Sure, some people need service animals for physical disabilities or “mental health reasons,” but the presence of dogs—and, to a lesser extent, cats—is an inconvenience to myself and the literal hundreds of people who are allergic to them. It’s sort of like how students with dairy allergies often use nut-based alternatives such as almond milk instead of cow, and vegetarians and vegans often supplement various nuts as protein sources since they can’t have animal products. They are sacrificing their preferences for the greater good, and dog people should, too.

I’ll say it: I’m not a dog person. They make me sneeze and have watery eyes. My life would be mildly better if Duke banned dogs and other pets on campus. And we should ban anything that any significant group of people finds mildly inconvenient, especially if it allows Duke to look extra innovative or impressive. To enact the pet ban at scale, I suggest delegating the task to the Academic Guides to perform in any manner they see fit, which would give them something to do besides sometimes ordering donuts. It’s all for the collective well-being—or at least the appearance of such.

I am already anticipating the backlash towards this decision and have some additional suggestions to make this a more equitable change for everyone. Gold and Mamabean, like the peanut butter at Red Mango, will be exempt from the distinction of pets in the proposed forthcoming ban. However, we will make up for this by eliminating the remaining common allergies that are widespread on campus.

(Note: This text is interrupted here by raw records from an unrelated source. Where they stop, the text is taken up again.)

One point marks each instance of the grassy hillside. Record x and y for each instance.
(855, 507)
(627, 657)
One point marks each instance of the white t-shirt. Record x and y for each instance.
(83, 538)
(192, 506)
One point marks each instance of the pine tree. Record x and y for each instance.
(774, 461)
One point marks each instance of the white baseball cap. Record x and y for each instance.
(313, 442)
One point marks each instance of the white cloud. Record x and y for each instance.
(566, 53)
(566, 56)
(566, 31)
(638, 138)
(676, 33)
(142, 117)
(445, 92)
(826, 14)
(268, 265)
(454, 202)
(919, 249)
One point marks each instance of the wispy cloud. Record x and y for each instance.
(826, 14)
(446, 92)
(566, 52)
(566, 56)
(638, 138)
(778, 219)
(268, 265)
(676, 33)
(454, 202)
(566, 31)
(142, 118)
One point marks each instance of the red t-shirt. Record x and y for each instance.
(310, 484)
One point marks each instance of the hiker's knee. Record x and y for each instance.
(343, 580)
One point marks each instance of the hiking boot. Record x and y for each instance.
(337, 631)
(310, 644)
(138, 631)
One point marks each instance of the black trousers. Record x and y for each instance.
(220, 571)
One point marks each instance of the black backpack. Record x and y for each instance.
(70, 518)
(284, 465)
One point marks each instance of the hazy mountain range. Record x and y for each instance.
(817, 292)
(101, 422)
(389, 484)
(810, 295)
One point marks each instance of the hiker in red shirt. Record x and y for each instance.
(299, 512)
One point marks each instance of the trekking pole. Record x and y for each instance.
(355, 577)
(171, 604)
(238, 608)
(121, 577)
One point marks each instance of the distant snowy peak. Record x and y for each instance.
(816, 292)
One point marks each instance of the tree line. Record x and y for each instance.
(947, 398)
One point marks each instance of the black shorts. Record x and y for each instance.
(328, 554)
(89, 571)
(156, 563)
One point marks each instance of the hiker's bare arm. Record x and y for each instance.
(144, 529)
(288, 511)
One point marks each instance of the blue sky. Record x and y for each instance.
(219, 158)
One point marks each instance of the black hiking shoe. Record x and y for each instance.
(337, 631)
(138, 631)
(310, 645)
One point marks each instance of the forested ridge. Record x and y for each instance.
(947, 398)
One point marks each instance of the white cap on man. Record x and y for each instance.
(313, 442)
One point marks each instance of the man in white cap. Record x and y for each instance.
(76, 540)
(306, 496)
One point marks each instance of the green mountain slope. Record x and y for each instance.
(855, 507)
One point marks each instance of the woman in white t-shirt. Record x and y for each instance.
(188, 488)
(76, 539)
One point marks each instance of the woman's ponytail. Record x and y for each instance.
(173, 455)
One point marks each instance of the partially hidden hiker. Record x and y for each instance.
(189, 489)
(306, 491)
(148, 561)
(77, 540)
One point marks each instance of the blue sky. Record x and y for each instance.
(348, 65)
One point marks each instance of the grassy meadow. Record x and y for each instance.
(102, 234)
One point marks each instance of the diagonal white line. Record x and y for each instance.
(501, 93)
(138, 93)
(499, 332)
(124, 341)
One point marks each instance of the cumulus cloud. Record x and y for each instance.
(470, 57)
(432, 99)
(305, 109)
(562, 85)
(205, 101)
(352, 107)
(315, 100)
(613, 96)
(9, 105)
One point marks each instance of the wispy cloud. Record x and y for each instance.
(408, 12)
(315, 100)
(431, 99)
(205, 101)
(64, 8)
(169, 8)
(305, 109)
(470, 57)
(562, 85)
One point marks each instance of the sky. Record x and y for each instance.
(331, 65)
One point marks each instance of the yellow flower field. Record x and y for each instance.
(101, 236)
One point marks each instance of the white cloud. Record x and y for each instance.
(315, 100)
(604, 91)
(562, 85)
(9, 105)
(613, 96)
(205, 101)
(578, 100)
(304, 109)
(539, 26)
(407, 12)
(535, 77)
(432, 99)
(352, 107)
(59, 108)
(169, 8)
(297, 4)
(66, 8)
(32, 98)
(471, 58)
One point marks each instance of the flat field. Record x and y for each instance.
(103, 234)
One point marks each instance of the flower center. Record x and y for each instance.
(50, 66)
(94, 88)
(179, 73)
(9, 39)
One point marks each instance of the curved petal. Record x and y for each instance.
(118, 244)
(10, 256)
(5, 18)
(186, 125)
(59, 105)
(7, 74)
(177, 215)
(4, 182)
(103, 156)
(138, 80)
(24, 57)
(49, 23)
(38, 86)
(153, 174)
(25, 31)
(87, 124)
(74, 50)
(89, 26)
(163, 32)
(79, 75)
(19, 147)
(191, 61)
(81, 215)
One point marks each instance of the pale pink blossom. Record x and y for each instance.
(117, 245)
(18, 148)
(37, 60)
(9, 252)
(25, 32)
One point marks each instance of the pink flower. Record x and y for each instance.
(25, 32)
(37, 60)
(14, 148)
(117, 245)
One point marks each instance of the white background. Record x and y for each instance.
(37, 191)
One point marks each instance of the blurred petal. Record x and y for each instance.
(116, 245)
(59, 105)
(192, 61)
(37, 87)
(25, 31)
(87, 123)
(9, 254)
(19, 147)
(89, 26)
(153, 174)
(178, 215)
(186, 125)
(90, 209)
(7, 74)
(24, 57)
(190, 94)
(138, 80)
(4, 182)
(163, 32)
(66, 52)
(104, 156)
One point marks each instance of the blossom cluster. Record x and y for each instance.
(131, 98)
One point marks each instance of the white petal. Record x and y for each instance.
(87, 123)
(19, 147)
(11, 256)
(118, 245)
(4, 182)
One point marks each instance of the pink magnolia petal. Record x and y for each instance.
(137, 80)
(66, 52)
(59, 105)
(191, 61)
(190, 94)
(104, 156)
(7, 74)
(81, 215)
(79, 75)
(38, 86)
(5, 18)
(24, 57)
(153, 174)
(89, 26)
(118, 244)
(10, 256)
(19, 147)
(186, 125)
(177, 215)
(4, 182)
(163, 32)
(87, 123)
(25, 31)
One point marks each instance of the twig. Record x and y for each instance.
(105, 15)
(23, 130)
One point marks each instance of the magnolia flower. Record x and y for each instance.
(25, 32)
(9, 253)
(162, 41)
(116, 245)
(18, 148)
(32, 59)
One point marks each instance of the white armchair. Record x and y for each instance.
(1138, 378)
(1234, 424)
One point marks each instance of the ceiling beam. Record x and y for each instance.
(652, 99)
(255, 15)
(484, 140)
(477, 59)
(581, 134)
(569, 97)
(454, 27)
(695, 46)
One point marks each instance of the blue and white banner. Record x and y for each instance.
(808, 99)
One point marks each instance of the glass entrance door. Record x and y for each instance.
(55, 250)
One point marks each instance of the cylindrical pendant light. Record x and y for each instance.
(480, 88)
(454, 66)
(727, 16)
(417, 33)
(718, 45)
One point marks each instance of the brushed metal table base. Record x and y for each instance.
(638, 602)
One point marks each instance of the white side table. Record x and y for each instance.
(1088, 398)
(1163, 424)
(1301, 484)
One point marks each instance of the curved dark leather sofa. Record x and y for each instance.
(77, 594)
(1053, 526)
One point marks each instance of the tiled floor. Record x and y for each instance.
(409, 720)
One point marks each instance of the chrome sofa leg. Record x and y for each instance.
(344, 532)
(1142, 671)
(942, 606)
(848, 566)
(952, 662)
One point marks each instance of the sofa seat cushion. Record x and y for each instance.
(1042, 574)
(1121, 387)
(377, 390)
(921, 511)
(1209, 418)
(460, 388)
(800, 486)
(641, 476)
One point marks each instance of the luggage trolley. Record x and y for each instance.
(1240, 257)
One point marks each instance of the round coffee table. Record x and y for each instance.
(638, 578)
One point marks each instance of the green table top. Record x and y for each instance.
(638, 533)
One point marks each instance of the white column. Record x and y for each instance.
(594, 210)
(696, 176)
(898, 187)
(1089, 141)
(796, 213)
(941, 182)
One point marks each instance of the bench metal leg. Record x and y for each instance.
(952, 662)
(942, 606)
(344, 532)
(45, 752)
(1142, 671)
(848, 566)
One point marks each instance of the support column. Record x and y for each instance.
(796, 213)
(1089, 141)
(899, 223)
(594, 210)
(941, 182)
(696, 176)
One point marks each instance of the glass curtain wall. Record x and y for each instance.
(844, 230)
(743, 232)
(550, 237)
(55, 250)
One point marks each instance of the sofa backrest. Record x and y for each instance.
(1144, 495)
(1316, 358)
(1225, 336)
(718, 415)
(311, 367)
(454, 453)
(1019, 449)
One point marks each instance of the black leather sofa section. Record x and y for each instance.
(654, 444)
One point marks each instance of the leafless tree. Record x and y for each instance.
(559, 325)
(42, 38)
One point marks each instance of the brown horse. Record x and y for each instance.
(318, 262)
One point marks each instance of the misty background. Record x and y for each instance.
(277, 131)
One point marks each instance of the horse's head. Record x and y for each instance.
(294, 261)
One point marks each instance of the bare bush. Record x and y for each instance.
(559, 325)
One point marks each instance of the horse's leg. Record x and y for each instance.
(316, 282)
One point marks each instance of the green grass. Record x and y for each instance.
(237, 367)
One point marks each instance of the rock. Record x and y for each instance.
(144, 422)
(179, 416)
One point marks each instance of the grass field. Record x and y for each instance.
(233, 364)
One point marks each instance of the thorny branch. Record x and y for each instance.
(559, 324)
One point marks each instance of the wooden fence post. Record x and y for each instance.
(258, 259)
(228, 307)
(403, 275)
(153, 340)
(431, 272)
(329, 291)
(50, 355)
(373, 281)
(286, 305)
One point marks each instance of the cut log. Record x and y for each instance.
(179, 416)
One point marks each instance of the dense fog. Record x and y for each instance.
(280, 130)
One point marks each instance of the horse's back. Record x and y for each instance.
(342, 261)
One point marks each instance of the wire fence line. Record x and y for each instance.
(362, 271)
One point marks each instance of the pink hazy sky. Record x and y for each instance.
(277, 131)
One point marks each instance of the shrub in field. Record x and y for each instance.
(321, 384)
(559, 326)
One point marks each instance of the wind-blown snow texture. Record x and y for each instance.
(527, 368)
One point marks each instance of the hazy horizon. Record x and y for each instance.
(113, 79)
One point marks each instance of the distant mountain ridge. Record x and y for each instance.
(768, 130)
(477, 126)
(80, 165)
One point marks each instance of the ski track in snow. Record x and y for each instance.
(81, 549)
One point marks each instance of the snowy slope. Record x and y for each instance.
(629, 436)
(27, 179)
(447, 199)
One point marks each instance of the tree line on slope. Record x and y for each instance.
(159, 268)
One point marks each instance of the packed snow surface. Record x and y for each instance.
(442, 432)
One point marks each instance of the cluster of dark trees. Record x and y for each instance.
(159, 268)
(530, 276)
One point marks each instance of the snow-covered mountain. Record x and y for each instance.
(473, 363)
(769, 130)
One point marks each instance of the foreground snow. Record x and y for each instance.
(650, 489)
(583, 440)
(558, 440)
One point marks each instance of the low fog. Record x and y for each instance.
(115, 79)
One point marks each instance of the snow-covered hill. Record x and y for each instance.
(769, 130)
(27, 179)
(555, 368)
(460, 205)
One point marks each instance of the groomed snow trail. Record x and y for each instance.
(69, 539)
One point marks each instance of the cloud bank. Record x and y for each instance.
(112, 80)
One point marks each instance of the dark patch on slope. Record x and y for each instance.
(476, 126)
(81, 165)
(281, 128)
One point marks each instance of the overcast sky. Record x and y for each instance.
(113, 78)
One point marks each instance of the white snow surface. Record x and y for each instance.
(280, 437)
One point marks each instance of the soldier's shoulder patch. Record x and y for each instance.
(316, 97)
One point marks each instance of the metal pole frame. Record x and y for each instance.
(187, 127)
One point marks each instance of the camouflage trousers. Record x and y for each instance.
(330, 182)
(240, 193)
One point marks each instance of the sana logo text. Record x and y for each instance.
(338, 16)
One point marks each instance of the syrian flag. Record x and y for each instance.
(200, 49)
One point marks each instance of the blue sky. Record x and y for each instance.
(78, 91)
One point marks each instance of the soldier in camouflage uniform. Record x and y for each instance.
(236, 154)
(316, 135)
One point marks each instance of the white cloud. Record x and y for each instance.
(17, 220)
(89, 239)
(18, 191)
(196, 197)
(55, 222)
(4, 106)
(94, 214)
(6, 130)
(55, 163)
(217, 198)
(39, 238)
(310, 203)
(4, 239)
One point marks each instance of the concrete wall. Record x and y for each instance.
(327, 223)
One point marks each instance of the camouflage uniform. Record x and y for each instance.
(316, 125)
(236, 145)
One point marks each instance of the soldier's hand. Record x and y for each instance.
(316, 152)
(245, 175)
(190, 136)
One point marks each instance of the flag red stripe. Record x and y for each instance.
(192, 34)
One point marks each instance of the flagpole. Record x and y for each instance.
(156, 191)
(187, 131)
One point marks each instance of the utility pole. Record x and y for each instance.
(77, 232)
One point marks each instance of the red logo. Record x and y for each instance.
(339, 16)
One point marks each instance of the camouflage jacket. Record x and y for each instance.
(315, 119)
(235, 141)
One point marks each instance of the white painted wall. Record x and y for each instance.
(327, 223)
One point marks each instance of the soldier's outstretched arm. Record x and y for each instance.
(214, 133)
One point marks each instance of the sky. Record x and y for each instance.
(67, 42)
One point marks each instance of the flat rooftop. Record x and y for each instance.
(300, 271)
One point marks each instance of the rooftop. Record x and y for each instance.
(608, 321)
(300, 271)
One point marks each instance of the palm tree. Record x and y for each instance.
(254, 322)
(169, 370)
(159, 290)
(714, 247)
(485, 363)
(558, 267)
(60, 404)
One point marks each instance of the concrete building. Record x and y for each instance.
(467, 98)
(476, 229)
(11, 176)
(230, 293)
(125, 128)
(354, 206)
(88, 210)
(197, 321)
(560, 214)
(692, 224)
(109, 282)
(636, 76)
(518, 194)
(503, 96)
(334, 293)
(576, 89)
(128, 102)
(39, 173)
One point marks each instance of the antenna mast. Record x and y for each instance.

First, Duke will cut down all trees—including the cherry blossoms—to prevent the proliferation of pollen and subsequent hell for seasonal allergy sufferers. Next, we will slowly remove all allergens from the dining halls until the only foods left are plain chicken, white rice and unseasoned broccoli (J.B.’s will make a killing). Finally, the cleaning staff will thoroughly clean all dorms to remove any traces of mold and dander (who am I kidding, this will never happen). 

While the decision to ban dogs would likely not be without its problems, it is the clear next step in creating a more allergy-friendly campus. This reasonable plan will allow the administration to uniquely stand out from its peers by taking a decisive step towards an entirely allergy-free campus, a category of our own creation in which we can simultaneously be game master and the winner by default.

Heidi Smith is a Trinity junior. Her column runs on alternate Mondays.